When doing Difference in Differences, we basically pretend to know the average treated outcome $\frac{\sum_{i=1}^n Y_i(1)}{n}$ and the average no-treatment outcome $\frac{\sum_{i=1}^n Y_i(0)}{n}$ of an initial group of units (by assuming a parallel counterfactual trend with a secondary group of units). Therefore, we can directly use the fact that the sample ATE is an unbiased estimator of the true ATE to estimate the true ATE by $\frac{\sum_{i=1}^n Y_i(1)-Y_i(0)}{n} = \frac{\sum_{i=1}^n Y_i(1)}{n} - \frac{\sum_{i=1}^n Y_i(0)}{n}$.
This is how I rationalize the Difference in Differences result. The parallel trend assumption spares us the effort of dividing the units into treatment and control groups and it means that there is no selection bias to worry about (which Wikipedia confirms)
LE: To clarify my reasoning, I painted this graph.
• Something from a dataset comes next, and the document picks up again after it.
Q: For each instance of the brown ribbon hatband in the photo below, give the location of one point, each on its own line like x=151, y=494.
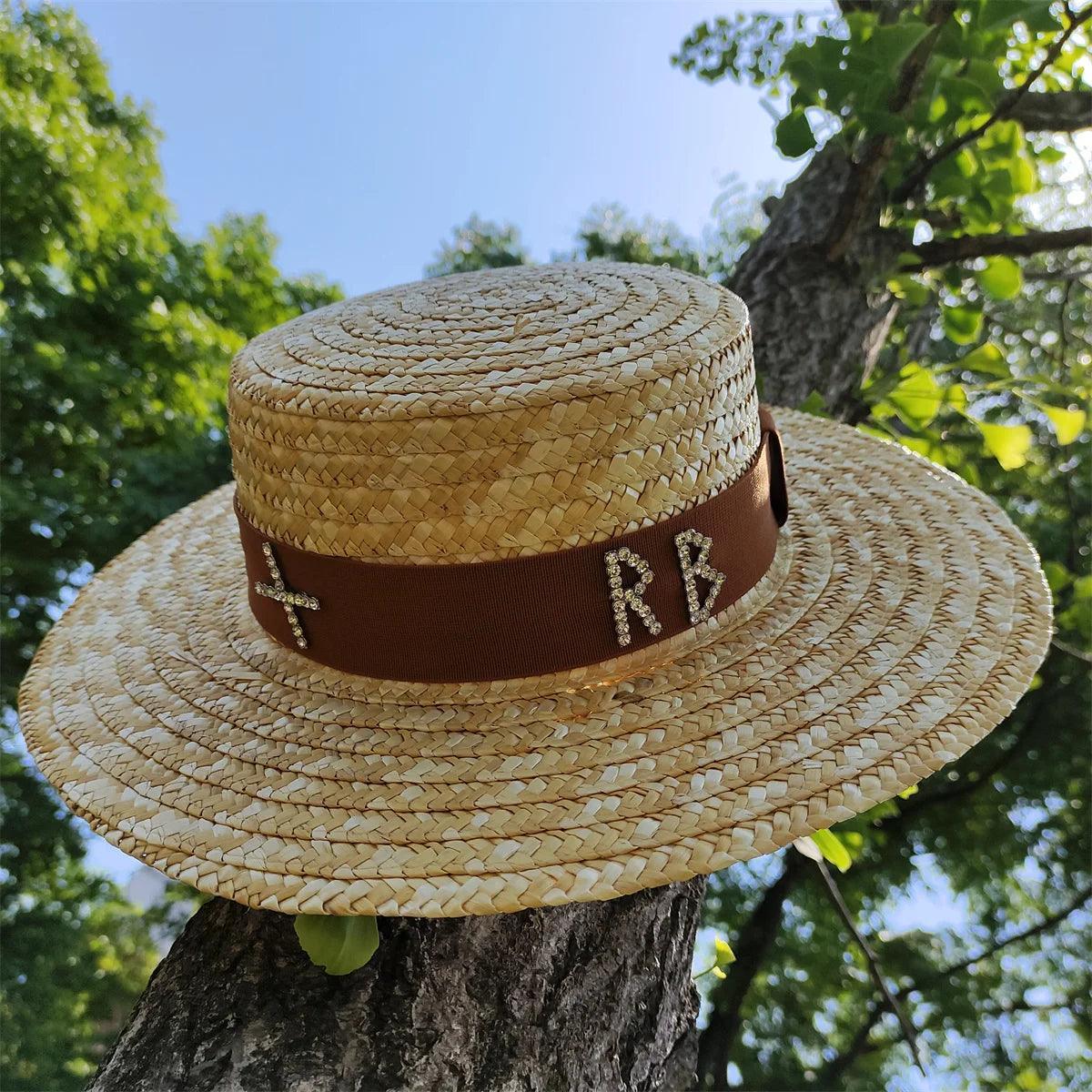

By making the Parallel Trends assumption and observing that the second group reaches point a, we automatically know that the first group would have reached point c had it not been for the treatment. We thus have everything we need to know about the first group:
- the average (observed) treatment outcome = $\frac{\sum_{i=1}^n Y_i(1)}{n}$ = d
- the average (assumed) no-treatment outcome = $\frac{\sum_{i=1}^n Y_i(0)}{n}$ = c
Therefore, the sample ATE is d-c, which is an unbiased estimate of the true ATE. There are no treatment or control groups, because we don't make any assignment. We literally know or assume both average potential outcomes of the first group.